One of the most insidious aspects of the spread, or metastasis, of cancer cells is its stealth. Metastatic tumors can appear months or even years after treatment for primary cancers. Recent evidence suggests that during this time, tumor cells lie dormant in their new host tissues. Because most chemotherapy agents target actively dividing cells, the dormant tumor cells are able to survive this time untouched, waiting for a signal to awaken and grow.

The nature of the signal(s) is unclear, though this knowledge would give researchers and clinicians an opportunity to develop ways of keeping cancer cells permanently in a dormant state. A team of researchers led by Research Fellow Dalit Barkan, Ph.D., and Jeffrey Green, M.D., Head of the Transgenic Oncogenesis and Genomics Section in CCR’s Laboratory of Cancer Biology and Genetics, applied a three-dimensional (3D) culture technique to model dormancy, allowing them to identify at least one of the external cues for waking dormant breast cancer cells. Their results were published in the August 1, 2008, issue of the journal Cancer Research.

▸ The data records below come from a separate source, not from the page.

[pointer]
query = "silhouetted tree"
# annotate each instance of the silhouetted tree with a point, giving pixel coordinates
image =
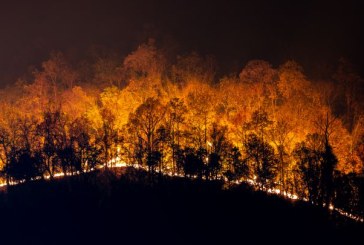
(262, 158)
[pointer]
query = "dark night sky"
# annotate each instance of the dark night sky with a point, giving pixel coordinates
(312, 32)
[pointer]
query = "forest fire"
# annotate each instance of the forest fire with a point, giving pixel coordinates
(268, 125)
(192, 122)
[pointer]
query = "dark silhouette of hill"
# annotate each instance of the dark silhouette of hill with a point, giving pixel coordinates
(102, 208)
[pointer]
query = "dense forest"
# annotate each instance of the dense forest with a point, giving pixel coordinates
(269, 126)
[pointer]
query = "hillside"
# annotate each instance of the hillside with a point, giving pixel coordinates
(102, 208)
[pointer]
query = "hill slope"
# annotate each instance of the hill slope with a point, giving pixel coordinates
(101, 208)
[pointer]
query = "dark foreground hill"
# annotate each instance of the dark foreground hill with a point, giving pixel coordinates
(101, 208)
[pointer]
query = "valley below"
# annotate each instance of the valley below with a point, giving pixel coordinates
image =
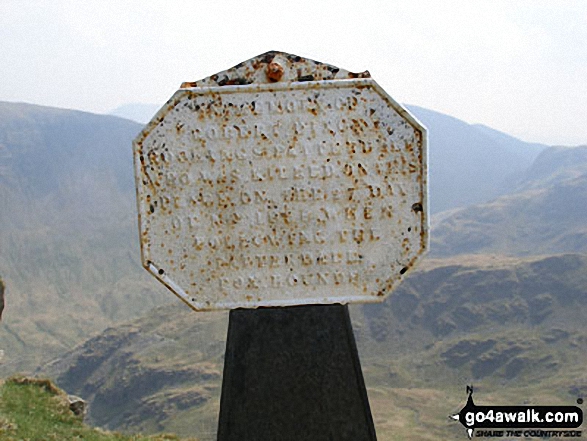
(500, 302)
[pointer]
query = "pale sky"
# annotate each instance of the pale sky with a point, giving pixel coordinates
(519, 66)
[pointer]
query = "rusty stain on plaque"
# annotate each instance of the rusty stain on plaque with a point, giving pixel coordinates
(281, 181)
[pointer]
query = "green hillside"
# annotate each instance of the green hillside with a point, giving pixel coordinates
(546, 215)
(512, 325)
(33, 409)
(69, 251)
(68, 242)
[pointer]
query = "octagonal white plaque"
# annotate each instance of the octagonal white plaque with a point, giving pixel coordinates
(282, 194)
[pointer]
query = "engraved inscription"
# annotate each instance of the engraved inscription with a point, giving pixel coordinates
(281, 195)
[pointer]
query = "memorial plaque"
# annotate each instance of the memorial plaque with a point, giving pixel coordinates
(283, 193)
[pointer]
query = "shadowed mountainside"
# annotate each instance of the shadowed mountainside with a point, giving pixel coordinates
(453, 321)
(69, 247)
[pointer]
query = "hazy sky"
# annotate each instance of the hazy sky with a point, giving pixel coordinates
(519, 66)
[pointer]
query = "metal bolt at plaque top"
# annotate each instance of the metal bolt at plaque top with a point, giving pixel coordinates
(284, 189)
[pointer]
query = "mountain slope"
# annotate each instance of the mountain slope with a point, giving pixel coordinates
(471, 164)
(68, 242)
(547, 214)
(481, 319)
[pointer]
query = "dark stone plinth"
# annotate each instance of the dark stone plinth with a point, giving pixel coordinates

The majority of in vitro cell culture experiments are conducted using two dimensional (2D) cultures. However, these cultures do not reflect the true nature of the tumor microenvironment. With their 3D cultures, Barkan, Green, and their collaborators attempted a more realistic assessment of the signals exchanged between dormant breast cancer cells and the extracellular matrix (ECM), the structural framework that provides cells with environmental stimuli for growth, survival, angiogenesis, and other activities.

What they discovered was a complex set of interactions within micrometastatic cells and between micrometastatic cells and the ECM that regulate dormancy. The researchers found that their cell lines exhibited remarkably different growth characteristics when grown in 2D versus 3D cultures, more accurately reflecting their metastatic behavior in vivo. According to their results, tumor cells remain dormant by applying a molecular brake on their life cycle. Expression of a protein called fibronectin, often found to be increased in the ECM of carcinomas, triggered rearrangements in their cytoskeletons that effectively released the brake. Blocking an intracellular enzyme called MLC kinase, which mediates fibronectin’s cytoskeletal effect, prolonged cell dormancy in both 3D cultures and in an in vivo metastasis model.

The researchers noted that while it is unlikely that fibronectin is the only ECM factor involved in switching on dormant micrometastases, their results suggest that pathways that regulate the cytoskeleton might serve as good targets for treatments that keep dormant micrometastatic cells inactive permanently.